Bureaucratic capture

Brian Gladman gladman at seven77.demon.co.uk
Fri, 13 Mar 1998 20:00:19 -0000


Julian wrote:

>I've had some involvement with setting up of outside (but government
>appointed) over-seer or review committees (i.e parliamentary
>sub-committees). Provided the selection process isn't tainted,
>these committees usually start out quite well, but invariably become
>captured by the very bureaucrats they were designed to control
>(west-minster style ministers are of course the sorry instance of
>an over-seer committee of one).

Yes I can imagine that this is a problem but they still seem better than
nothing.  I am convinced that secrecy, although necessary in some government
activities, can be, and often is, used for the wrong purposes.

>Frequent rotation of reviewing members sounds like a good idea,
>but often actually makes the review panel even less effective. New
>members (and ministers) often rely excessively on existing members,
>department honchos and technocrats because they are ignorant about
>the technical environment and bureaucratic structure of the department
>they are meant to be policing. During this babe-in-the wood
>phase new members are incredibly vulnerable to what can only be called
>bureaucratic predation. Readers of this list might like to ponder
>what aspects bureaucratic predation of novice ministers is involved in
>the current shifts in the crypto policy of New Labour.

I think that a tunover of members is a good thing, though, despite such
difficulties

>Ordinary specialist government review committees as outlined above
>have a hard enough time of keeping their independence. When you
>push that model into a world of classified, secret briefings, which
>can't be discussed with anyone half-way objective, and enrolment
>into the secret enclave of the boys own spy adventure - a rather
>exciting and aren't-we-special experience for members of the UK
>labour party who most UK IC guys wouldn't otherwise touch with a
>ten-foot pole - in an area with no voter discipline (e.g the Health
>Department can give you all the secret briefings it desires, if
>you screw up, the voting public - or by proxy your political party's
>pre-selection endorsement system will spank you - the same can not
>be said for intelligence, which the voting public doesn't care
>about and which the intelligence community ensure's will never care
>about - even to the extent of hiding the level of public funds
>being syphoning off to feed them) bureaucratic capture is inevitable
>and absolute.

I am not so sure of this.

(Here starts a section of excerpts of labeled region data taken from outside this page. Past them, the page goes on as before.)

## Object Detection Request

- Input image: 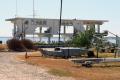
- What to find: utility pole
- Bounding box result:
[15,0,18,17]
[33,0,35,41]
[58,0,63,46]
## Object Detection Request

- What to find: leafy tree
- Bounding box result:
[72,28,95,48]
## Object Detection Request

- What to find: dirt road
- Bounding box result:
[0,52,74,80]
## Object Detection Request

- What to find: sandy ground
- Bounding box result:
[0,52,74,80]
[18,52,120,80]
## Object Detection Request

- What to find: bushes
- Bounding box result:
[0,44,7,51]
[21,39,34,49]
[7,39,33,51]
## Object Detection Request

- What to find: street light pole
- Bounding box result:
[58,0,63,46]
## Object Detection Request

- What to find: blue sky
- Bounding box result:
[0,0,120,36]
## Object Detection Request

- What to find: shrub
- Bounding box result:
[7,39,25,51]
[0,44,7,51]
[21,39,34,49]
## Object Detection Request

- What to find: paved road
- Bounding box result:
[0,52,73,80]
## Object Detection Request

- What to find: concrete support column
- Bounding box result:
[39,26,42,42]
[97,24,100,33]
[13,22,17,38]
[64,25,66,42]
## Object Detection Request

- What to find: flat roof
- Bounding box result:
[6,17,108,24]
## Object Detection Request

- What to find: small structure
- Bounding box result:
[6,17,108,42]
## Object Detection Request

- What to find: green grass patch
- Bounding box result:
[48,69,72,77]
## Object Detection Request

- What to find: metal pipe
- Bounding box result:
[58,0,63,46]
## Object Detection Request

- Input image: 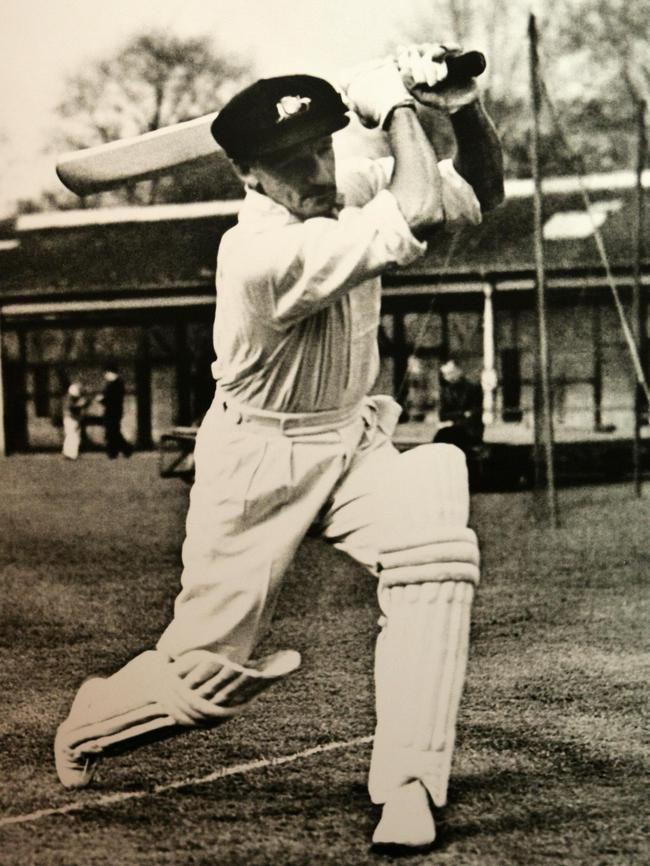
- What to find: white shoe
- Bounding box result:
[54,678,103,788]
[372,781,436,848]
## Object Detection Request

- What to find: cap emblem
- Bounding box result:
[275,96,311,123]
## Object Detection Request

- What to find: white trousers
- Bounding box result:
[158,397,400,663]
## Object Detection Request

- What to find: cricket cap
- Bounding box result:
[210,75,350,162]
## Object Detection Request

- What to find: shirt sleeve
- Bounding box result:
[438,159,482,228]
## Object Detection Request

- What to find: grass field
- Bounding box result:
[0,454,650,866]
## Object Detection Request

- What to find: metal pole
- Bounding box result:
[0,309,7,457]
[528,14,559,527]
[632,99,648,496]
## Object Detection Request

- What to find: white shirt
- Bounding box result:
[213,158,481,412]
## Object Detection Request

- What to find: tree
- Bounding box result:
[390,0,650,177]
[47,32,253,206]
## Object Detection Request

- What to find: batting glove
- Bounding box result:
[396,42,478,114]
[341,58,415,129]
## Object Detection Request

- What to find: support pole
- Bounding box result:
[528,15,559,527]
[632,99,648,496]
[0,309,7,457]
[481,283,497,425]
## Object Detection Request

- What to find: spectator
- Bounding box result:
[433,360,483,457]
[63,382,90,460]
[99,364,133,460]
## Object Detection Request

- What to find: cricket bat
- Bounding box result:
[56,51,485,196]
[56,111,219,196]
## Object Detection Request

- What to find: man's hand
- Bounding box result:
[341,58,415,129]
[396,42,479,114]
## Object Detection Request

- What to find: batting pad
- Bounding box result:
[54,650,300,788]
[368,580,474,806]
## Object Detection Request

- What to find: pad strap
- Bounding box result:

I liked what the NRC did for cryptography in the
US and I don't think anyone could seriously accuse them of being totally
captured by the groups they reviewed.

We have enough academics (and others) in the UK who I would be happy to
trust for purposes of independent scrutiny.  In particular, I simply do not
accept the 'if you knew what we knew you would agree with us' argument
unless it is subject to real independent scrutiny - I have seen this from
the other side!

Such scrutiny processes may be imperfect but less so than doing nothing.  I
guess that you are not suggesting doing nothing though?